On Thu, Mar 22, 2018 at 5:49 PM, Evandro Carrijo <evandro.taquary at gmail.com>
wrote:

> Hello there!
>
> I'm a Computer Science Master's Degree student whose research if focused
> on Deep Learning algorithms applied to Remote Sensing. Currently working at
> the Laboratory of Image Processing and Geoprocessing
> <https://github.com/lapig-ufg> settled at Federal University of Goiás -
> Brazil. I'm also member of the High Performance Computing group of the same
> university (more information here
> <http://dgp.cnpq.br/dgp/espelhogrupo/7985061476854055>).
>
> Below I present an idea to explain how I can contribute to OSGeo
> community and I'm seeking for mentors interested in assist my development.
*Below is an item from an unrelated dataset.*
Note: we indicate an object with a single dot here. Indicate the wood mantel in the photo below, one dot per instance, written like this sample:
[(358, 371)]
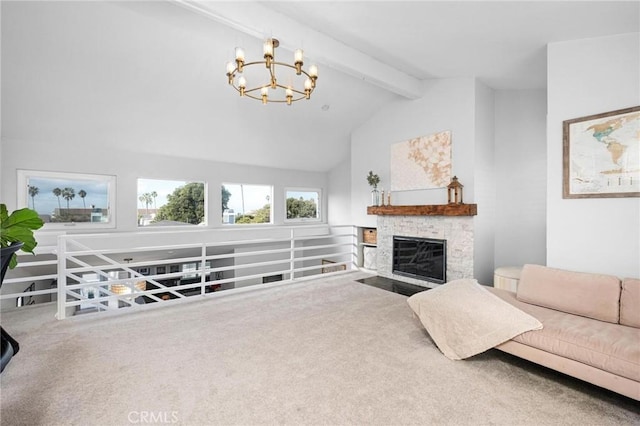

> Please, feel free to argue me any matter about the project idea.
>
> I would also appreciate a lot if you guys indicate a potential interested
> mentor to my project idea or a OSGeo Project suitable to it.
>
> Hope there's some Interested ones out there!
>
> Idea
>
> The increasing number of sensors orbiting the earth is systematically
> producing larger volumes of data, with better spatiotemporal resolutions.
> To deal with that, better accurate machine learning approaches, such as
> Deep Learning (DL), are needed to transform raw data into applicable
> Information. Several DL architectures (e.g. CNN, semantic segmentation)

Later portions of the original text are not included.